日本地球惑星科学連合2018年大会

講演情報

[EE] Eveningポスター発表

セッション記号 S (固体地球科学) » S-IT 地球内部科学・地球惑星テクトニクス

[S-IT26] 地殻応力研究の最前線:観測・実験・モデリングの統合

2018年5月20日(日) 17:15 〜 18:30 ポスター会場 (幕張メッセ国際展示場 7ホール)

コンビーナ:呉 泓昱(海洋研究開発機構)、林 為人(京都大学大学院工学研究科)、真田 佳典((国研)海洋研究開発機構、共同)、Chan Chung-Han(Earth Observatory of Singapore, Nanyang Technological University)

[SIT26-P02] 断層の滑りやすさを考慮した応力逆解析

*佐藤 活志1 (1.京都大学大学院理学研究科地球惑星科学専攻)

キーワード:応力逆解析、小断層解析、滑り傾向

構造地質学や地震学で用いられる応力逆解析は,断層が剪断応力と平行に滑るというWallace-Bott仮説に基づいている.この仮説は剪断応力や法線応力の大きさに何ら仮定を設けないので,高間隙水圧や低摩擦の条件で滑る断層や,既存の弱面を利用する断層など,いわゆるmis-orientedな方位を持つ断層を許容する.しかしその反面,応力に対する制約が弱いので,Wallace-Bott仮説のみに依拠する解析法は応力の検出能が高くない.そこで本研究は,断層の滑りやすさを表すfault instability(Vavrycuk et al, 2013; Sato, 2016)の評価を組み込んで,応力の検出能向上を試みた.
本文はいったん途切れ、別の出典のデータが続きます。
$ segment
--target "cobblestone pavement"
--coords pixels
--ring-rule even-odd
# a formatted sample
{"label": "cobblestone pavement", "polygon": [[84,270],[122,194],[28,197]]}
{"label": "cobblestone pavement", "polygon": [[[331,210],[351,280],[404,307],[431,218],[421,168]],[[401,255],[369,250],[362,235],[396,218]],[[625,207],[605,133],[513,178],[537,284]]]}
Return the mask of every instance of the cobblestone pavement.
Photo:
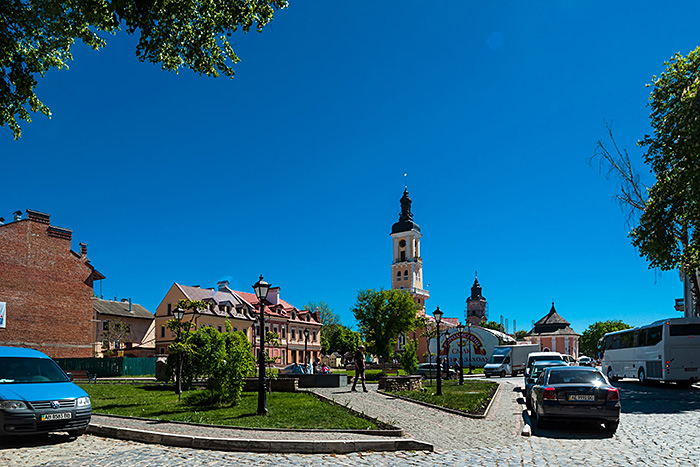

Mohrダイアグラム上で断層面に働く剪断応力と法線応力を表す点と,摩擦則の直線との距離が小さいほど断層は滑りやすいと考えられる.そこで,その距離が小さいほど大きくなるようにfault instabilityを定義する.Fault instabilityの算出には摩擦係数が必要である.本研究は応力をグリッドサーチで決定するが,候補の応力ごとに最適な摩擦係数をSato (2016)の方法で決定した.その摩擦係数に基づいて算出したfault instabilityを用いて,応力の適合度に重み付けをした.これにより,滑りやすい方位の断層面が多くなるような応力が検出されやすくなる.

本手法を,大分県別府湾周辺に分布する更新統碩南層群を切る小断層群に適用した.その結果,NNE-SSW引張,NNW-SSE引張,E-W引張の3つの正断層型応力が検出された.従来の解析法(Sato, 2006)では1つないし2つの応力しか検出できなかったが,本研究の改良により検出能が向上したことが確かめられた.

References
Sato, K., 2006, Tectonophysics, 421, 319-330.
Sato, K., 2016, Journal of Structural Geology, 89, 44-53.
Vavrycuk, V., Bouchaala, F. and Fischer, T., 2013, Tectonophysics, 590, 189-195.